Making material Fu Yung
  • 50 ounces crab meat 
  • 3 eggs 
  • 50 grams of bamboo shoots, chopped thin (boiled first) 
  • 1 carrot small size, chopped thin 
  • one leaves of cabbage, chopped thin 
  • 1 clove garlic, finely chopped 
  • 1 leek, chopped thinly 
  • 2 tablespoons flour 
  • gram to taste 
  • pepper to taste 
  • oil for frying

Sauce Ingredients
  • 3 tablespoons tomato sauce 
  • 1 clove bawng white 
  • peas, boiled first 
  • 2 tablespoons chili sauce 
  • 1 teaspoon Worcestershire sauce 
  • 1 tablespoon oil 
  • 1 tablespoon cornstarch, dilute 
  • 100 ml of water (to taste) 
  • salt to taste 
  • sugar to taste 
  • pepper to taste
How to Make Fu Yung 
  • The first step, beat eggs, then put all the ingredients Fu Yung Hai. Then stir until evenly distributed. After that, heat the oil and fry the dough Fu Yung Hai until lightly browned on one side, then flip and cook until browned and the inside should certainly have matured.
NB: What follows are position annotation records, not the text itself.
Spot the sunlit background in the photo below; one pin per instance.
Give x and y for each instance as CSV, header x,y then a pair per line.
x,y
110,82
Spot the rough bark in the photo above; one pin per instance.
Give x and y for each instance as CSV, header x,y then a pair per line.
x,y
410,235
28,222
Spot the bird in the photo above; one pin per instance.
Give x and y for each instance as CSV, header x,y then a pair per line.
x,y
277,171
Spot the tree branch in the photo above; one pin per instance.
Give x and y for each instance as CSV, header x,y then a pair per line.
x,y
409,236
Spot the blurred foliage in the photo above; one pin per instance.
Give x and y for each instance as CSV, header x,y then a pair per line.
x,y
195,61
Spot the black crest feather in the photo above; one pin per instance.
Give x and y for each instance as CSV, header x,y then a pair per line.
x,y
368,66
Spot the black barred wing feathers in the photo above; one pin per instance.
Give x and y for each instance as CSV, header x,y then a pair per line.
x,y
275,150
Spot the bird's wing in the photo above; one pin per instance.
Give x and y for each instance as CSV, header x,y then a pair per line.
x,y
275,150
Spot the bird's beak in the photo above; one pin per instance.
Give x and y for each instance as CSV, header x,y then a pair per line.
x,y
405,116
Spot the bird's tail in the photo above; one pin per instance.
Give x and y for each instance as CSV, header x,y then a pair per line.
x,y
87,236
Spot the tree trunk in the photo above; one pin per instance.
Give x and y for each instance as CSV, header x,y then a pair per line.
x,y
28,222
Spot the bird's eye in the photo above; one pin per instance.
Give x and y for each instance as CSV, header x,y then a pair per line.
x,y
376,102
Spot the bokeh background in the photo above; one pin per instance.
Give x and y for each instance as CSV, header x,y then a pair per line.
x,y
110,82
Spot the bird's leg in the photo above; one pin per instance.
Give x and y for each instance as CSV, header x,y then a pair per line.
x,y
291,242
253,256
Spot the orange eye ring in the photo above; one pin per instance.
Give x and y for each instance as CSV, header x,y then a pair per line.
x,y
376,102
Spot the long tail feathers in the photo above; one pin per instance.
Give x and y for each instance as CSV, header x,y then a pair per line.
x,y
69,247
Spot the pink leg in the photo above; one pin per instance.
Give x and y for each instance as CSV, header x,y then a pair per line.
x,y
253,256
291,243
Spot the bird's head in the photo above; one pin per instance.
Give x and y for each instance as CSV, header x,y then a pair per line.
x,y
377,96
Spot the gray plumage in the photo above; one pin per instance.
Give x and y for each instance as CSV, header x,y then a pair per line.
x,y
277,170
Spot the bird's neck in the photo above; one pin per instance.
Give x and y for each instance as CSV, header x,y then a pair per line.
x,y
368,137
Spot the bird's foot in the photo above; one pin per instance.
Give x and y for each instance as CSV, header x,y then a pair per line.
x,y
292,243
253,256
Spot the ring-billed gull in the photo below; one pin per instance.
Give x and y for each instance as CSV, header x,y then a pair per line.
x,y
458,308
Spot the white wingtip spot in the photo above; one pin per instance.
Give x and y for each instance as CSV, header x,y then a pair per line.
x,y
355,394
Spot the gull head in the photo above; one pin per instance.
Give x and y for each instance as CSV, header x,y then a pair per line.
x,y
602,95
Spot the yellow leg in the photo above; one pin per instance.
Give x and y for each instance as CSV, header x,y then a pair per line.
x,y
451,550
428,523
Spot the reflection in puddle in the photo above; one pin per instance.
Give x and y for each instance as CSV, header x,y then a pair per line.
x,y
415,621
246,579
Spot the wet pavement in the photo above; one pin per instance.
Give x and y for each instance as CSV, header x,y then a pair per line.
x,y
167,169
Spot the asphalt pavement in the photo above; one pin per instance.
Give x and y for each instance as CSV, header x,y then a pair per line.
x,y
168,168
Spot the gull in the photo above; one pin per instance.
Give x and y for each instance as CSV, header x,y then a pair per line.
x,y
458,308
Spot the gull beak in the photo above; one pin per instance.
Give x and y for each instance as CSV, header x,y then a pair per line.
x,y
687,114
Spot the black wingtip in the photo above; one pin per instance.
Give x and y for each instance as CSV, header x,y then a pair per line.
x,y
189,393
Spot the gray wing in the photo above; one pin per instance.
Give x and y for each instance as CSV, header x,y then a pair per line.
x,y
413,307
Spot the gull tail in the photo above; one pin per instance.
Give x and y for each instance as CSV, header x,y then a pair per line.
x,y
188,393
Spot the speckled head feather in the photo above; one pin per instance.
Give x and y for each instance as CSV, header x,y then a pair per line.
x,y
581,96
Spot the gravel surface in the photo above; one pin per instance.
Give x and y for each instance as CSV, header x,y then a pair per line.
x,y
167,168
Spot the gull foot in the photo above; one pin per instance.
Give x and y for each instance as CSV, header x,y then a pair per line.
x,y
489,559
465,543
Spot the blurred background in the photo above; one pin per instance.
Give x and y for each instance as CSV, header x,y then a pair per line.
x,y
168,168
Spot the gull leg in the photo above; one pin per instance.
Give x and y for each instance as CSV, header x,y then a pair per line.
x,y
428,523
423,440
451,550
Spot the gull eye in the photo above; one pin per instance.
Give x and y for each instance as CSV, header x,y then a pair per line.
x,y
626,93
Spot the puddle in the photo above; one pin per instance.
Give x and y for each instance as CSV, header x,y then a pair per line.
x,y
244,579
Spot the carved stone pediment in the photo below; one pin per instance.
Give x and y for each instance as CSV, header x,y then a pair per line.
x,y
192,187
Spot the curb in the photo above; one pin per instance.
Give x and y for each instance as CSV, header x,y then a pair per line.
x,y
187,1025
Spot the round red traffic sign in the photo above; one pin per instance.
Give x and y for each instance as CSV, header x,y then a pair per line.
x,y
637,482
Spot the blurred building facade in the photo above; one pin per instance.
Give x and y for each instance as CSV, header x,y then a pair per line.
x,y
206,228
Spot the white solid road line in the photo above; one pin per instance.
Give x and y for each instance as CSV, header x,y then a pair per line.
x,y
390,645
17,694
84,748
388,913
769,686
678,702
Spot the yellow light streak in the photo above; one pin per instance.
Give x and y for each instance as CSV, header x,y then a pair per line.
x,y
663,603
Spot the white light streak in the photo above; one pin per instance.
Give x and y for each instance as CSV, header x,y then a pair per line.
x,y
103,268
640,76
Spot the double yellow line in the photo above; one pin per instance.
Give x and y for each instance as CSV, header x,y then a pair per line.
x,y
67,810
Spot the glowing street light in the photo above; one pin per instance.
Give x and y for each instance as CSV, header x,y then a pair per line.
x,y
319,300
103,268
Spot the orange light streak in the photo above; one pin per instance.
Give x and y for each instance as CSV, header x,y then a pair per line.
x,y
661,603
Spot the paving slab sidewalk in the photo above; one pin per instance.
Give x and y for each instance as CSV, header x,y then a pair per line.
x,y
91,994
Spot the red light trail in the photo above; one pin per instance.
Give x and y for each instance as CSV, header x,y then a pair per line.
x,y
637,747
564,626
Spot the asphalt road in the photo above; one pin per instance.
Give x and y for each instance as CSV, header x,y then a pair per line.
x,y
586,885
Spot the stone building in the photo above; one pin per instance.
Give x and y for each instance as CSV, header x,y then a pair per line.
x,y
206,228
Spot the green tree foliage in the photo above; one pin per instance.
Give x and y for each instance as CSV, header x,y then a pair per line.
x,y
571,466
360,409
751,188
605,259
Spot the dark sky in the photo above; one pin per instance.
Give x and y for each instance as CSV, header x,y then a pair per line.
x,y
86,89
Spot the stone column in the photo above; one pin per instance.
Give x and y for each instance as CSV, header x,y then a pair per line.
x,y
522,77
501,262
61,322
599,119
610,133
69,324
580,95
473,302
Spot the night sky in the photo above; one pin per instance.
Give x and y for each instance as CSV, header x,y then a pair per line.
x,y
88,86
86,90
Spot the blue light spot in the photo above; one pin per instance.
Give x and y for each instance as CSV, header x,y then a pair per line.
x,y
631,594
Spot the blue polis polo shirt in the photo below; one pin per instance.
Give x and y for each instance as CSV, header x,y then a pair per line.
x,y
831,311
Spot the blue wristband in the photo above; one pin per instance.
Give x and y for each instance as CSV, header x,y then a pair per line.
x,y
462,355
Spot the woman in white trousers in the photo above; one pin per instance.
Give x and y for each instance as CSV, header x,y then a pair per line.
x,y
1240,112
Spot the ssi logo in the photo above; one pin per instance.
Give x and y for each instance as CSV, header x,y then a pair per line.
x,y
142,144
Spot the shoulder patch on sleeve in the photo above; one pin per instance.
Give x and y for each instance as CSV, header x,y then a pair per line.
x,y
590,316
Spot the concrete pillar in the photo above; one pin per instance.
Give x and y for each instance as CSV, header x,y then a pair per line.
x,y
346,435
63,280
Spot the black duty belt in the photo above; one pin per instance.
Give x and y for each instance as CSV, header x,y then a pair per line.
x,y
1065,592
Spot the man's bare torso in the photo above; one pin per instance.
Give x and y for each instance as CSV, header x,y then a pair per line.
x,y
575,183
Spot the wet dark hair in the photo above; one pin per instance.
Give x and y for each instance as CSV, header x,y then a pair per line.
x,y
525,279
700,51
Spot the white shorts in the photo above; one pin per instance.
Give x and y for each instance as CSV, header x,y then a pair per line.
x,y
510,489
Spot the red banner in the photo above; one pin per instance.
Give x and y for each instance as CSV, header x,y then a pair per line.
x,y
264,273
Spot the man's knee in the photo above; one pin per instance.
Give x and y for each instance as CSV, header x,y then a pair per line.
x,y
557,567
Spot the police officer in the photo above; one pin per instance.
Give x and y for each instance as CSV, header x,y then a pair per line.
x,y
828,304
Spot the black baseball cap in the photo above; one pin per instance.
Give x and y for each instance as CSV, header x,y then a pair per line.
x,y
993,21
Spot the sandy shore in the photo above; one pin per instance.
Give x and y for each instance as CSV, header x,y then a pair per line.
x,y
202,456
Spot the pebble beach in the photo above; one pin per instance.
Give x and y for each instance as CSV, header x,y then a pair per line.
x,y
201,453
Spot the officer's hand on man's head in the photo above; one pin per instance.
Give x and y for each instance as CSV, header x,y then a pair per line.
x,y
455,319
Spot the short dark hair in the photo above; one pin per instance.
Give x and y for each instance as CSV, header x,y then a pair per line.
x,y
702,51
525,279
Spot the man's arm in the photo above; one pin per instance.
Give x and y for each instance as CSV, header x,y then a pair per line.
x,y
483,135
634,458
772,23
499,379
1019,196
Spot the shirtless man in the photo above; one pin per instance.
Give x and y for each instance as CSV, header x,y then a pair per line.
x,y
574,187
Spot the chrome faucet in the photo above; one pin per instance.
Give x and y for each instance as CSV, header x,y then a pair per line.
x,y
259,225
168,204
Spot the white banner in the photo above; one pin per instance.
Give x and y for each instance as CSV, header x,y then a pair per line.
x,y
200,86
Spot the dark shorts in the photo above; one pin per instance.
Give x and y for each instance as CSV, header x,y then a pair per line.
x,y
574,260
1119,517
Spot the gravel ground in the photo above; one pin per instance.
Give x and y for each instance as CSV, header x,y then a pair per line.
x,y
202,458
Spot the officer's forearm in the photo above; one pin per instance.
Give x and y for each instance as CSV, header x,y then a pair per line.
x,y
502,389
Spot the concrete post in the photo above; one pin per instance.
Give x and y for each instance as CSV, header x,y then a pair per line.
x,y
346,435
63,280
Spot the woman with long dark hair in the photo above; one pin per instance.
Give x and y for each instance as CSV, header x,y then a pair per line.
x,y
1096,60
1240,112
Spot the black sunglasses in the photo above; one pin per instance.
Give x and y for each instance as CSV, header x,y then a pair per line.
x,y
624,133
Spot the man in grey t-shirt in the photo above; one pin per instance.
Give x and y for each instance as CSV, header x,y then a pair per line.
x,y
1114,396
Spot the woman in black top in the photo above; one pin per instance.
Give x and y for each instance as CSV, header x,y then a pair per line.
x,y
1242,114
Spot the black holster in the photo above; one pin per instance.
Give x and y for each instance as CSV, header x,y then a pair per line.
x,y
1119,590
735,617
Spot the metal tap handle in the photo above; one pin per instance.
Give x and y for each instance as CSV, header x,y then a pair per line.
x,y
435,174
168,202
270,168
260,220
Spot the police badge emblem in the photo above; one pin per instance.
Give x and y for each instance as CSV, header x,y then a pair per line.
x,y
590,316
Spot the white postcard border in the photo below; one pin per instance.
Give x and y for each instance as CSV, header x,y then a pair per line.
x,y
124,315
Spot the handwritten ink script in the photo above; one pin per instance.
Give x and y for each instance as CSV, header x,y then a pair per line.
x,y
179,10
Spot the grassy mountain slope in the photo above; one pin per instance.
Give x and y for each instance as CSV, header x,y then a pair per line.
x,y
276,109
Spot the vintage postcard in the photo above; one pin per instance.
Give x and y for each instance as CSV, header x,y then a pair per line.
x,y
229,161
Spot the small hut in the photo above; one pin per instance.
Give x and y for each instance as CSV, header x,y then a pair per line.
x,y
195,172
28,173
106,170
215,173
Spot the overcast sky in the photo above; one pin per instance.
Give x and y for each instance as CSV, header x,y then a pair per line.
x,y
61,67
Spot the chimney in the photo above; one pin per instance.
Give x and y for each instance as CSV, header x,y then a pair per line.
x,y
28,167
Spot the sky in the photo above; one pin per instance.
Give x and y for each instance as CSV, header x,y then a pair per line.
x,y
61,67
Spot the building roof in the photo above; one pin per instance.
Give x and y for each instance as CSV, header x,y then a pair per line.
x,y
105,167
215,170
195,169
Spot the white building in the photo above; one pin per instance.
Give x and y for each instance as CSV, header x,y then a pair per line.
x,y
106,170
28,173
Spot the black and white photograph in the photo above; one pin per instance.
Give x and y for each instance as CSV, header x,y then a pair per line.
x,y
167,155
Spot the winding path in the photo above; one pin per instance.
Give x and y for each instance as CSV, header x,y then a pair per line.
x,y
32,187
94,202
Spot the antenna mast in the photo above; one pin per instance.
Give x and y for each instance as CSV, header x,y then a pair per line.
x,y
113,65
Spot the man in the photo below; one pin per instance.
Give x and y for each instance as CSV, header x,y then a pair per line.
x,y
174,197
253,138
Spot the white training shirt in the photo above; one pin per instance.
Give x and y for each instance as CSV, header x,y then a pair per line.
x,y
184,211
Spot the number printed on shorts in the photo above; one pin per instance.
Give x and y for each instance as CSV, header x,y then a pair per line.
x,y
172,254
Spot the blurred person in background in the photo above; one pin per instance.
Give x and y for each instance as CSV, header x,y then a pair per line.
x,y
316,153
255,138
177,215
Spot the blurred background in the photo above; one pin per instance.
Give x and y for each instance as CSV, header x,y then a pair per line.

  • Next, make the sauce: Saute chopped garlic until wilted in hot oil, then enter the tomato sauce along with chili sauce and Worcestershire sauce. Then enter the water and cook until boiling. After that enter along with salt pepper and sugar to taste. Then enter peas which have been previously boiled.
  • Finally enter the cornstarch solution, then stir until thickened and then immediately remove and pour on Fu Yung Hi, After the artificial egg foo young you are ready to serve.